On 7/1/2010 8:08 AM, Andy Yates wrote:
> Looking at the implementation the pairwise scores for the FractionalSimilarityScorer comes from SequencePair.getNumSimilars() so the pairwise scores should always be easily available
>
> Andy
>
> On 1 Jul 2010, at 13:02, Radhouane Aniba wrote:
>
>> Thx Andy,
>>
>> Yes absolutely true what you said.
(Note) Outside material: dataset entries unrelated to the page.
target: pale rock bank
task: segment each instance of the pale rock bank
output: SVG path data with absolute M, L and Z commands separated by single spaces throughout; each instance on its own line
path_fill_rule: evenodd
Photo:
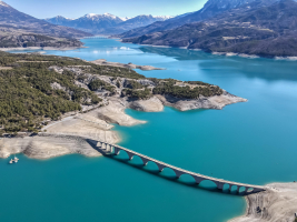
M 44 160 L 66 154 L 79 153 L 100 157 L 87 140 L 71 135 L 27 137 L 0 140 L 0 158 L 24 153 L 28 158 Z
M 247 99 L 232 95 L 224 90 L 221 95 L 210 98 L 199 98 L 197 100 L 179 99 L 170 95 L 157 95 L 158 99 L 168 107 L 174 107 L 180 111 L 197 109 L 216 109 L 221 110 L 224 107 L 238 102 L 247 102 Z
M 271 183 L 265 192 L 246 196 L 246 214 L 229 222 L 295 222 L 297 183 Z M 259 208 L 258 208 L 259 206 Z

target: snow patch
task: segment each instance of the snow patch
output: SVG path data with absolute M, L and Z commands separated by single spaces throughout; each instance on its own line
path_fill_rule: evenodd
M 0 1 L 0 6 L 2 6 L 2 7 L 9 7 L 6 2 L 3 2 L 3 1 Z
M 167 20 L 167 19 L 172 19 L 174 17 L 171 17 L 171 16 L 152 16 L 155 19 L 165 19 L 165 20 Z

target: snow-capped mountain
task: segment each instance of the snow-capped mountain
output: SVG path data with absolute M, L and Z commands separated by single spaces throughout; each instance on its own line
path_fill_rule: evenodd
M 187 14 L 178 16 L 174 19 L 168 19 L 164 22 L 155 22 L 148 27 L 137 28 L 126 33 L 119 34 L 119 38 L 132 38 L 149 34 L 154 32 L 160 32 L 171 30 L 184 26 L 186 23 L 202 21 L 212 18 L 219 13 L 228 11 L 230 9 L 244 7 L 245 4 L 264 6 L 271 4 L 281 0 L 208 0 L 204 8 L 199 11 L 195 11 Z M 295 0 L 296 1 L 296 0 Z
M 167 19 L 172 19 L 174 17 L 171 16 L 152 16 L 155 19 L 161 19 L 161 20 L 167 20 Z
M 118 34 L 125 31 L 129 31 L 130 29 L 145 27 L 156 21 L 165 21 L 171 18 L 172 17 L 170 16 L 151 14 L 142 14 L 135 18 L 119 18 L 110 13 L 88 13 L 78 19 L 67 19 L 65 17 L 58 16 L 51 19 L 46 19 L 46 21 L 53 24 L 66 26 L 88 31 L 93 34 Z
M 3 2 L 3 1 L 0 1 L 0 6 L 2 6 L 2 7 L 10 7 L 6 2 Z
M 0 1 L 0 39 L 3 36 L 20 33 L 36 33 L 50 37 L 82 38 L 91 36 L 68 27 L 59 27 L 18 11 L 3 1 Z M 10 43 L 12 40 L 9 40 Z M 7 46 L 7 44 L 6 44 Z

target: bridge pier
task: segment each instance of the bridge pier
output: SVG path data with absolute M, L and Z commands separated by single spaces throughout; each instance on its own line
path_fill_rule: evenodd
M 212 181 L 212 182 L 217 184 L 217 188 L 218 188 L 219 190 L 222 190 L 222 188 L 224 188 L 224 183 L 216 182 L 216 181 Z
M 156 162 L 155 162 L 156 163 Z M 159 172 L 162 172 L 162 170 L 165 169 L 165 167 L 164 165 L 161 165 L 161 164 L 159 164 L 159 163 L 156 163 L 157 165 L 158 165 L 158 168 L 159 168 Z
M 202 178 L 198 178 L 198 176 L 195 176 L 195 175 L 191 175 L 194 178 L 194 180 L 196 181 L 197 184 L 200 184 L 204 179 Z
M 177 170 L 174 170 L 175 171 L 175 173 L 176 173 L 176 175 L 177 175 L 177 179 L 179 179 L 184 173 L 182 172 L 180 172 L 180 171 L 177 171 Z
M 90 141 L 92 142 L 92 141 Z M 239 193 L 240 188 L 245 188 L 245 193 L 246 194 L 250 194 L 250 193 L 257 193 L 257 192 L 261 192 L 265 191 L 266 188 L 265 186 L 260 186 L 260 185 L 253 185 L 253 184 L 245 184 L 245 183 L 237 183 L 237 182 L 232 182 L 232 181 L 226 181 L 222 179 L 216 179 L 216 178 L 211 178 L 211 176 L 207 176 L 207 175 L 202 175 L 199 173 L 195 173 L 195 172 L 190 172 L 180 168 L 176 168 L 175 165 L 170 165 L 167 164 L 165 162 L 158 161 L 156 159 L 152 159 L 150 157 L 143 155 L 141 153 L 135 152 L 132 150 L 119 147 L 119 145 L 115 145 L 115 144 L 110 144 L 107 142 L 97 142 L 93 141 L 92 144 L 96 147 L 101 147 L 102 150 L 105 150 L 105 152 L 109 153 L 109 154 L 113 154 L 113 155 L 118 155 L 120 153 L 120 151 L 125 151 L 127 152 L 129 160 L 132 160 L 132 158 L 135 155 L 139 157 L 142 162 L 143 162 L 143 167 L 148 164 L 149 161 L 155 162 L 159 169 L 159 172 L 162 172 L 165 168 L 169 168 L 171 170 L 175 171 L 176 176 L 179 179 L 182 174 L 189 174 L 191 175 L 197 184 L 200 184 L 201 181 L 204 180 L 208 180 L 208 181 L 212 181 L 214 183 L 216 183 L 217 189 L 222 190 L 225 184 L 229 185 L 229 191 L 231 192 L 231 189 L 234 185 L 237 185 L 237 192 Z M 253 189 L 251 192 L 248 192 L 249 189 Z
M 120 149 L 115 147 L 115 155 L 118 155 L 120 153 Z
M 128 153 L 129 160 L 132 160 L 135 154 L 133 153 L 129 153 L 129 152 L 127 152 L 127 153 Z
M 147 159 L 145 159 L 145 158 L 141 158 L 141 157 L 140 157 L 140 159 L 142 160 L 143 165 L 147 165 L 147 164 L 148 164 L 149 160 L 147 160 Z

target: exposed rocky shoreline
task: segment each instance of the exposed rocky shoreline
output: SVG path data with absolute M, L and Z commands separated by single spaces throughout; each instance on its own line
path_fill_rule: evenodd
M 99 64 L 99 65 L 128 68 L 128 69 L 140 69 L 142 71 L 165 70 L 165 69 L 156 68 L 156 67 L 151 67 L 151 65 L 137 65 L 133 63 L 123 64 L 123 63 L 119 63 L 119 62 L 108 62 L 105 59 L 98 59 L 98 60 L 91 61 L 91 63 Z
M 0 48 L 0 51 L 28 51 L 28 50 L 59 50 L 59 51 L 70 51 L 76 49 L 82 49 L 86 47 L 18 47 L 18 48 Z
M 297 183 L 271 183 L 265 192 L 246 196 L 245 215 L 229 222 L 294 222 L 297 213 Z

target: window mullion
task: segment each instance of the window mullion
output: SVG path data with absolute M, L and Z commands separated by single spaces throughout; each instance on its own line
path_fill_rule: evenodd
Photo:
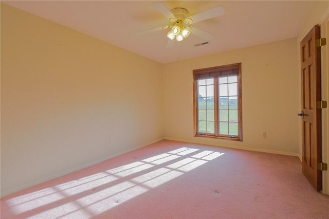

But my question was much concerning when Mark is calculating pairwise scores I don't know if there is an "elegant way" to keep temporary the pairwise scores for further treatments, i'm specifically thinking about an array of scores.
>>
>> TBC ..
>>
>> Rad
>>
>> 2010/7/1 Scooter Willis<HWillis at scripps.edu>
>> Andy
>>
>> I agree we should probably include the commons statistics jar as a must have for anything statistical or p-score related.
>>
>> Scooter
>>
>>
>>
>> On 7/1/10 7:28 AM, "Andy Yates"<ayates at ebi.ac.uk>  wrote:
>>
>> I believe that you could use Jakarta commons-math&  more specifically org.apache.commons.math.stat.descriptive.DescriptiveStatistics which will give you min, max, std deviation&  anything else you'd expect to be able to use to describe a range of values
>>
>> Andy
>>
>> On 1 Jul 2010, at 12:05, Radhouane Aniba wrote:
>>
>>> Mark !
>>>
>>> Can we modify the code you gave to :
>>>
>>> - extract the MIN pairwise similarity score
>>> - extract the MAX pairwise similarity score
>>> - calculate the standard deviation of similarity scores
>>>
>>> ?
>>>
>>> Rad
>>>
>>> 2010/6/30 Mark Chapman<chapman at cs.wisc.edu>
>>>
>>>> Hi Radwen,
>>>>
>>>> I have already added this functionality to the BioJava3 alignment package.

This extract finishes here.